Integrated biobank of Luxembourg. For next generation healthcare». Un nom bien complexe pour tout béotien de la recherche. «Une biobanque sert à stocker des échantillons et des informations utiles pour la recherche», indique Jean-Claude Schmit, président de l'IBBL. Au rez-de-chaussée sont entreposés ces échantillons de tissus humains ou de tumeurs cancéreuses. Ils sont ensuite préparés selon les besoins: tissus solides, cellule vivante, ADN, protéines... Avant de passer à l'étape de la recherche, pour un séquençage ADN par exemple. «Notre particularité, c'est de donner une grande importance au contrôle de la qualité», indique Fay Betsou, responsable du secteur recherche préanalytique à l'IBBL. Sachant que les échantillons sont anonymes mais accompagnés de données importantes pour les chercheurs comme «les antécédents familiaux, le mode de vie, les médicaments pris», précise Pierre Plumer, directeur du département Santec (technologie pour la santé) au CRP Henri-Tudor chargé de développer un logiciel intégré pour gérer les spécimens et leurs informations.

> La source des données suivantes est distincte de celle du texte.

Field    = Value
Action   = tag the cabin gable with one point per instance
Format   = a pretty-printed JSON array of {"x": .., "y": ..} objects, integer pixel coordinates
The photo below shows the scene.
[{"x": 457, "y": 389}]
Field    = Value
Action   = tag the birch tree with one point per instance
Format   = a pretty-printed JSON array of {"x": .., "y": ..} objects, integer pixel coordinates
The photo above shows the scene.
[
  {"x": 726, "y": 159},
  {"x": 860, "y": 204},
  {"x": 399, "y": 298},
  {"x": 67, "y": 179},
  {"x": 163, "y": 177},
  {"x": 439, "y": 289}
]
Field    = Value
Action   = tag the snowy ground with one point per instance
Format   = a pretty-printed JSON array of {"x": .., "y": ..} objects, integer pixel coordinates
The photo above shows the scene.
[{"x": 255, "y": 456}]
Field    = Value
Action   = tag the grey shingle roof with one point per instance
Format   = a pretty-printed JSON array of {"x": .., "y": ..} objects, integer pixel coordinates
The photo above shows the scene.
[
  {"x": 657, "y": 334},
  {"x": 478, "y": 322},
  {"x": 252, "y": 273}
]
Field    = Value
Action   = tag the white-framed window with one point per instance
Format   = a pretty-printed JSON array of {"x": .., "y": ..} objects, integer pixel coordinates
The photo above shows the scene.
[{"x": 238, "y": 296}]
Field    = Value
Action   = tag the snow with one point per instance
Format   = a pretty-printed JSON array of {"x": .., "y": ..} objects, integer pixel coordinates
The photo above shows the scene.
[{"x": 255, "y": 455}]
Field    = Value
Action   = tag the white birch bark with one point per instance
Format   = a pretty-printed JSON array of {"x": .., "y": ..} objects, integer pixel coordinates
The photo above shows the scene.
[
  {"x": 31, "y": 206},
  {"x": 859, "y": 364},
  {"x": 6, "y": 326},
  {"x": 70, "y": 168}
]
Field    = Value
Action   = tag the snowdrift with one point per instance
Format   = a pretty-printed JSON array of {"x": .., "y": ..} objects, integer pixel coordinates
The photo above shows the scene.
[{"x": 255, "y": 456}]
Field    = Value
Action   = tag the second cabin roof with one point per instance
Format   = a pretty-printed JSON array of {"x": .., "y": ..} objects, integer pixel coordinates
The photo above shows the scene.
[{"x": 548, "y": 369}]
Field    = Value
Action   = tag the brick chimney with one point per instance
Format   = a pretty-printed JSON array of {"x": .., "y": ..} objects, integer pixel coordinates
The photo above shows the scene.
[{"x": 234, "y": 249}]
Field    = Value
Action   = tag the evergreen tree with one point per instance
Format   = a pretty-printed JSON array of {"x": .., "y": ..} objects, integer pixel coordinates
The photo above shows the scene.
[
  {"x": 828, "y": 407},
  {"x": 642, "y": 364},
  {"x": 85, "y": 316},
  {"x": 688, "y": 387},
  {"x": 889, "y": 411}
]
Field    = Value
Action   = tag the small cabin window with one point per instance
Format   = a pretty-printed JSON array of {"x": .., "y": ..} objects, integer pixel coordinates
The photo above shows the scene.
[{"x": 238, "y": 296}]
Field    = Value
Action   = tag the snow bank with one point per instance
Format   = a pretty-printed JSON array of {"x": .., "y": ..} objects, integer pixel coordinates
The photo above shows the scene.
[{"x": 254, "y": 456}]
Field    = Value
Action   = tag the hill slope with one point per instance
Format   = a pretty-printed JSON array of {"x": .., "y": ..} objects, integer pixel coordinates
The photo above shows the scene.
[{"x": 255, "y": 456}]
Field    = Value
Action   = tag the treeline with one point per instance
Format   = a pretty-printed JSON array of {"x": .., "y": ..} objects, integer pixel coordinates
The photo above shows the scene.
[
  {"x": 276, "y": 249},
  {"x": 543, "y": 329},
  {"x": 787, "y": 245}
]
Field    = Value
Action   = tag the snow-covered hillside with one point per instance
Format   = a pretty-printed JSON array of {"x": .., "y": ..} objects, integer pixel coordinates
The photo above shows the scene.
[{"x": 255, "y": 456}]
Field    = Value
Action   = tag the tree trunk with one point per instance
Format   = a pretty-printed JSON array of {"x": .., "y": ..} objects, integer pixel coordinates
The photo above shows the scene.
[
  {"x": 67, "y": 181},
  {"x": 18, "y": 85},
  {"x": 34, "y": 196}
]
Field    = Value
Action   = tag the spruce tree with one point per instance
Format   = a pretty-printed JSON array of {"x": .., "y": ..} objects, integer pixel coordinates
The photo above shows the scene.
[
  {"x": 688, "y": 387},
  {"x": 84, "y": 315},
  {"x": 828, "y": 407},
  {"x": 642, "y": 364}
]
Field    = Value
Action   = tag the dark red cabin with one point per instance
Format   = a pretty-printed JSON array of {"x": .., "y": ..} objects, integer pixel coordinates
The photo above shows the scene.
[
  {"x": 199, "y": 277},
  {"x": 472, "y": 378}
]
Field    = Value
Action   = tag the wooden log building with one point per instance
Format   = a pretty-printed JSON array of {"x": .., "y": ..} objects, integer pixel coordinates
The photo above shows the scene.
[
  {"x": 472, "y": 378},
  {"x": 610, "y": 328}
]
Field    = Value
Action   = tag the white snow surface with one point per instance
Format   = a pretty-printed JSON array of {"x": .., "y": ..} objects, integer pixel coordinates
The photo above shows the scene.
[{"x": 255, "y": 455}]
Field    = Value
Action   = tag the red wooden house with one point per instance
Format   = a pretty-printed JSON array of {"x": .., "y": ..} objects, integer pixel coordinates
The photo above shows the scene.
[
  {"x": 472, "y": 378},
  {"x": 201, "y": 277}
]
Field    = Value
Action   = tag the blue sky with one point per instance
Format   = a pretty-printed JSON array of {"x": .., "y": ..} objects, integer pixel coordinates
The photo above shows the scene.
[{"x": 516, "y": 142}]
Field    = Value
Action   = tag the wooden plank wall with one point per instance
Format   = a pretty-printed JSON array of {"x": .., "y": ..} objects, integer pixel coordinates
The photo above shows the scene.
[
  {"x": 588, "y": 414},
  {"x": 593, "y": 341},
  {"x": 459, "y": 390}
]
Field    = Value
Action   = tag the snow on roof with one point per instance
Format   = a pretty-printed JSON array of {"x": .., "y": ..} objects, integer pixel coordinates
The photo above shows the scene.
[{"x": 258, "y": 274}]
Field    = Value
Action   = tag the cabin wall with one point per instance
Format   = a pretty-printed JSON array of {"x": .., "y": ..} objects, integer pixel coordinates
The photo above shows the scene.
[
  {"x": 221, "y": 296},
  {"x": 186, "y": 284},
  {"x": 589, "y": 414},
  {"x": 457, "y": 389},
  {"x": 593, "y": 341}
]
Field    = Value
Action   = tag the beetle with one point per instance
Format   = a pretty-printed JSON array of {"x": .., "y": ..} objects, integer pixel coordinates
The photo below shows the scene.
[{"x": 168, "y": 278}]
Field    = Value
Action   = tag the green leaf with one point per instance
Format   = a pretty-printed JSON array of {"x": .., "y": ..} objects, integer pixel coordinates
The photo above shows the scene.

Une nouvelle façon de traiter le cancer

Mais l'IBBL n'est pas une biobanque comme les autres et son inauguration en est la preuve, avec les ministres de la Santé, de la Recherche et de l'Économie, le Grand-Duc héritier et de nombreux chercheurs américains, coréens ou encore autrichiens. Car l'IBBL n'est «que la pointe de l'iceberg», appuie François Biltgen. Elle est en effet la première réalisation visible d'un projet global regroupant une biobanque, un laboratoire de biologie des systèmes (LCSB, prévu à Esch-Belval) et un programme de recherche sur la médecine personnalisée (PPM).

Celui-ci a d'ailleurs déjà commencé au CRP-Santé. «Nous avons calculé l'impact de nouveaux biomarqueurs sur la façon de traiter les patients atteints de cancer du poumon», explique Guy Berchem du laboratoire d'hémato-oncologie. Les biomarqueurs sont des indicateurs d'une protéine par exemple, à l'image des éléments permettant de déceler du cholestérol lors d'une prise de sang. La détection d'une protéine particulière dans la tumeur peut permettre à terme d'identifier la meilleure thérapie pour chaque individu.

Cette trilogie de projets bénéficie de partenaires américains prestigieux comme l'ISB de Seattle, fondé par Leroy Hood, biologiste mondialement reconnu pour avoir notamment conçu un séquenceur et générateur de protéines ADN. Ou encore T-Gen qui utilise les découvertes génomiques pour améliorer le diagnostic et le traitement de maladies. Ces bonnes fées américaines guident donc les Luxembourgeois dans la réalisation de ces projets. Leroy Hood se dit «impressionnépar l'efficacité, l'engagement, la capacité de décision» du Grand-Duché. «Une combinaison comme celle-là n'existe nulle part ailleurs dans le monde, et elle suscite beaucoup d'envie.»

L'avenir de l'économie luxembourgeoise

Le Luxembourg, qui a prévu d'octroyer 140 millions d'euros sur cinq ans à ce projet intégré, attend en effet des retombées sur la santé, mais pas seulement. «Nous ne créons pas une infrastructure, nous voulons développer un savoir-faire», insiste Jeannot Krecké. Objectif: gagner en renommée (et doper le PIB) dans un secteur éloigné de la finance, et attirer des chercheurs puisque la biobanque sera ouverte à tous, contrairement à la plupart de celles existantes. «Un fantastique potentiel de développement», conclut Mars Di Bartolomeo.